The case of Abi Enterprise vs. Orient Bank Misc. Appl. 516/2011 was cited in support.  A similar objection was raised before the court and the trial judge overruled it on the ground that “Under Article 126 of the Constitution, procedural matters are not to be considered at this stage.  What is important is that parties are properly before court and court should look into the merits of the application.”

 

Further that the order from the Execution Division was advisory and the issues concerned a Temporary Injunction applied for in that court.  The application was disposed of and parties were advised to file contempt proceedings.

 

And that since Counsel for Respondents applied to cross examine the deponents, all issues can be established thereby.  It was prayed that the objection be overruled and the application heard on its merits.

 

Counsel for the Respondent in rejoinder, maintained his earlier submissions; emphasizing that there is a similar application already in existence; Misc. Appl. 125/14.

 

Further that the case of Abi Enterprises vs. Orient Bank (Supra) was distinguishable from the present case on the ground that, the application in that case was properly before court while the present application is improperly before court; while Article 126 (2) (e) of the Constitution cannot be used to erode clear rules of procedure.  He maintained his earlier prayers.

 

After listening to the submissions of both Counsel and upon giving the matter the best consideration that I can in the circumstances, I find that I am more persuaded by the arguments of Counsel for the Applicants. 

 

The reference to a Miscellaneous Application as a Miscellaneous Cause is indeed a mere technicality which is not fatal to the application.  It is an error that can be corrected.  More so as it is clear from the body of the application the kind of remedy the Applicant is seeking and that it arises from a suit where a consent judgment was entered by the parties.

 

Decided cases have established that “substantive justice should be administered without undue regard to technicalities – Article 126 (2) (e) of the Constitution.  And further that to deny a party a hearing should be the last resort of the court.

 

The procedural defect is curable by invocation of Article 126 (2) (e) of the Constitution.

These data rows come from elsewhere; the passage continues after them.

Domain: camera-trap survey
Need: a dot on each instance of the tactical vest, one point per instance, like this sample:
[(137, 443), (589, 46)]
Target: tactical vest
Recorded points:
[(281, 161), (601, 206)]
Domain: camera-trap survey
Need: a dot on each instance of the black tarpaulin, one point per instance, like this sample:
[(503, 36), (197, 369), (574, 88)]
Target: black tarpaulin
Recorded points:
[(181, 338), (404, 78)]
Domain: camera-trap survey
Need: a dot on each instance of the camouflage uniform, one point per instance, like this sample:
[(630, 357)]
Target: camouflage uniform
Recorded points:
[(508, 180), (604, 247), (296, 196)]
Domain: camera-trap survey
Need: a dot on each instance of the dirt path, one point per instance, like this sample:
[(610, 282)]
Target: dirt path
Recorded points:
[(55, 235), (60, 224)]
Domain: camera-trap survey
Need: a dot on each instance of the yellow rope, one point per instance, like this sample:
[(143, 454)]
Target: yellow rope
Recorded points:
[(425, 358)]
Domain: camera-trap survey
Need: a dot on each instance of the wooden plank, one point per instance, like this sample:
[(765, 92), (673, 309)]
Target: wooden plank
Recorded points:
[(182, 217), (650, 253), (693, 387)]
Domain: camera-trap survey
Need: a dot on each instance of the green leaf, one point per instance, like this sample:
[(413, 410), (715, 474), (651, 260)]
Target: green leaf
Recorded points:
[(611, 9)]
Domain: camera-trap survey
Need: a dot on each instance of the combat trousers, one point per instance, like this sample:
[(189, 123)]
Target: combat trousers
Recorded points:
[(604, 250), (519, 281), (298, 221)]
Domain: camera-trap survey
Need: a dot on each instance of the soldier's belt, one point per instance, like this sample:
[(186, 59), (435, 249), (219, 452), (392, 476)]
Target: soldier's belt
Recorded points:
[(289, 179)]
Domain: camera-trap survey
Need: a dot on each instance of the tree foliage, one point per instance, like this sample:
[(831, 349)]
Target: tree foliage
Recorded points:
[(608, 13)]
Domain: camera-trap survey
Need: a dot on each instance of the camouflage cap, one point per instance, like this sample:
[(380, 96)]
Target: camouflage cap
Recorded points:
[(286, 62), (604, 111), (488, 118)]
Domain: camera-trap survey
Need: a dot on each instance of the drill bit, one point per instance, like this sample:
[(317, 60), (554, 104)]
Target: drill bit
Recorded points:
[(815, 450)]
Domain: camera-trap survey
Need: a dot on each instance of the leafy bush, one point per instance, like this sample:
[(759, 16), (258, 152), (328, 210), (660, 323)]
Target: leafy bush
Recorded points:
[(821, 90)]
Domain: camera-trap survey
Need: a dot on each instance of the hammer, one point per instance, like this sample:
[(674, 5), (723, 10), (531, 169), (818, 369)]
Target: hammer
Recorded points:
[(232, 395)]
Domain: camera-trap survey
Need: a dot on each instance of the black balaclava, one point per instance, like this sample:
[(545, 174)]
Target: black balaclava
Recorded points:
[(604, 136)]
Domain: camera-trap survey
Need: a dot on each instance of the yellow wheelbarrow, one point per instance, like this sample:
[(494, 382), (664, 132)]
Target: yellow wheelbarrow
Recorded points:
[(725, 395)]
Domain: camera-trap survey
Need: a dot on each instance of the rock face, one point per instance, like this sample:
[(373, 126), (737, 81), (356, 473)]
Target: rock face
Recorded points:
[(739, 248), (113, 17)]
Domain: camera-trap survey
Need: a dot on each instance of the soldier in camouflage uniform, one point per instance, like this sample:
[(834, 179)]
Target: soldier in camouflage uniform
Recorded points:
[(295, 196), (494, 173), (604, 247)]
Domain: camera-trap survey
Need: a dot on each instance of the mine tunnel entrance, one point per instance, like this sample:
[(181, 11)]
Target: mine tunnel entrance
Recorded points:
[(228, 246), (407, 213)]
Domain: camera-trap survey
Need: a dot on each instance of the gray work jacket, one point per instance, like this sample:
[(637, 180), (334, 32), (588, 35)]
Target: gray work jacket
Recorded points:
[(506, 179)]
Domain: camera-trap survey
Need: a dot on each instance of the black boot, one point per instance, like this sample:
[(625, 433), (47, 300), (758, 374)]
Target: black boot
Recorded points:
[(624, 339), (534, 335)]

No injustice will be occasioned to any of the parties as the application will be heard.

 

The Constitution is the supreme law of the land and contrary to the submissions of Counsel for the Respondent can be invoked to cure the procedural defect.

 

It has also been emphasized by courts that rules of procedure are hand maidens of justice and not meant to defeat it.  The procedural defect will accordingly be ignored.  Counsel for the respondent will have a chance to cross examine the deponents of the supporting affidavit and all issues that may arise will be resolved in that manner.  – See S.33 Judicature Act.

 

All other issues raised by Counsel for the Respondent can only be properly determined if the application is heard.

 

Application No. 125/14 – said to be pending at Jinja court is already disposed of. The application is properly by court and the objection is accordingly overruled for all the reasons stated herein. Main application should be heard.

 

Costs will abide outcome of main application.